NAIROBI, Nov. 9 -- Ethnic clashes in eastern Chad near the Darfur region of Sudan may have left as many as 200 people dead and nine villages looted, the U.N. refugee agency reported Thursday.

The agency, known as the UNHCR, sent a team to Chad to investigate reports that armed men on horseback attacked, looted and burned the villages. Similar atrocities have been reported in Darfur, where tension has been heightened by a three-year insurgency.

UNHCR quoted residents in the region as saying the fighting started Saturday. Chad's government spokesman, Hourmadji Moussa Doumgor, in a statement late Tuesday referred to what appears to be the same unrest but said only that it had left "numerous victims."

That followed a report from Chadian officials who said a small clash between ethnic Arabs and ethnic Africans in another eastern region escalated into a large-scale attack in which Arabs killed 128 Africans on Oct. 31. Chadian officials say Darfur's ethnic violence is spilling across the border.
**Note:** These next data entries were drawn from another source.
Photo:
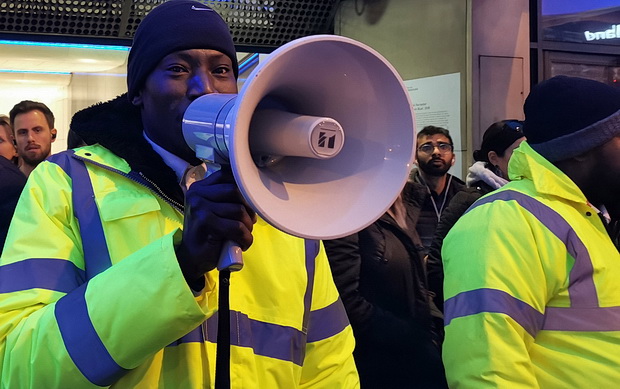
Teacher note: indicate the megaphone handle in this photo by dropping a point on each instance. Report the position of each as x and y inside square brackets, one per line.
[231, 257]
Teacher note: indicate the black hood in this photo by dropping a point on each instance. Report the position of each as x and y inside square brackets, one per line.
[117, 126]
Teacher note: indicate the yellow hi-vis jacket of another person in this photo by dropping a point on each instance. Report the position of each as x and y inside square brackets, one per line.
[91, 294]
[532, 287]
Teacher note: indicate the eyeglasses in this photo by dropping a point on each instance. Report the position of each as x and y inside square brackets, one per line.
[428, 148]
[513, 125]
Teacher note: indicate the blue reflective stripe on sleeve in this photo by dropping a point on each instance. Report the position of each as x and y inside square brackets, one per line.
[581, 287]
[582, 319]
[96, 254]
[273, 340]
[327, 322]
[41, 273]
[493, 301]
[82, 341]
[268, 339]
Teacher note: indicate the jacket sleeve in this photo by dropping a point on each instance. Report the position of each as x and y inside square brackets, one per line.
[495, 291]
[375, 325]
[329, 359]
[60, 330]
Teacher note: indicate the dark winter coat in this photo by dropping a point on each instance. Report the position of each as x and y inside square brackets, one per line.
[12, 181]
[380, 275]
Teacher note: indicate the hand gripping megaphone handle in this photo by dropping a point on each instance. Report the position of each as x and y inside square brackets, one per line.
[231, 257]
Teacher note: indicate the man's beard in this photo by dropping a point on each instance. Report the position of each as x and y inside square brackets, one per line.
[432, 170]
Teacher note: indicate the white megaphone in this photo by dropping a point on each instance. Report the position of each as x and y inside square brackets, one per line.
[320, 139]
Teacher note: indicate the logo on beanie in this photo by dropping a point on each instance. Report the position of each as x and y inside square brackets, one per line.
[200, 9]
[612, 33]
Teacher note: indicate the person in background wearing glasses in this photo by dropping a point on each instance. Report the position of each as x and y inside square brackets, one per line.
[531, 274]
[434, 157]
[488, 173]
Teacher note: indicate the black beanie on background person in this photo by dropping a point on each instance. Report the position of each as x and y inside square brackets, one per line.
[568, 116]
[160, 34]
[498, 137]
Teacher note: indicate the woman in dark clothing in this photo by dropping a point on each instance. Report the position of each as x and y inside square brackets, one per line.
[381, 278]
[490, 172]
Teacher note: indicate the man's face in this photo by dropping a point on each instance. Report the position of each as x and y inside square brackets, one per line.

UNHCR worker Helene Caux, who on Wednesday and Thursday toured villages affected by the latest violence, said that while the tactics and ethnic element mirrored the violence in Darfur, the attackers and victims were all Chadians.

"The Chad-Sudan border is a very volatile area, and what happens in Darfur impacts on eastern Chad," Caux said by telephone from eastern Chad.

The U.N. high commissioner for refugees, António Guterres, appealed for urgent action.

"We are deeply alarmed at the brutality in eastern Chad, which is already struggling to cope with more than 218,000 Sudanese refugees from neighboring Darfur," Guterres said in a statement released in Geneva. "We have warned for months that the Darfur conflict threatens to destabilize the entire region, and we support calls for an international presence in eastern Chad."

Arabs, among them slave traders, first reached sub-Saharan Africa more than a century ago. Intermarriage and the embrace of Islam by many Africans have blurred identities, but an Arab-African divide persists. It is exacerbated by a lack of resources in the region, pitting communities against one another in a competition for water and land.

In Darfur, ethnic African tribes accusing the central government of neglect launched a rebellion three years ago, following years of low-level clashes. The government is accused of responding by unleashing an Arab militia, called the Janjaweed, which has been linked to atrocities. As many as 450,000 people have died and 2.5 million have been displaced since fighting began in Darfur in early 2003.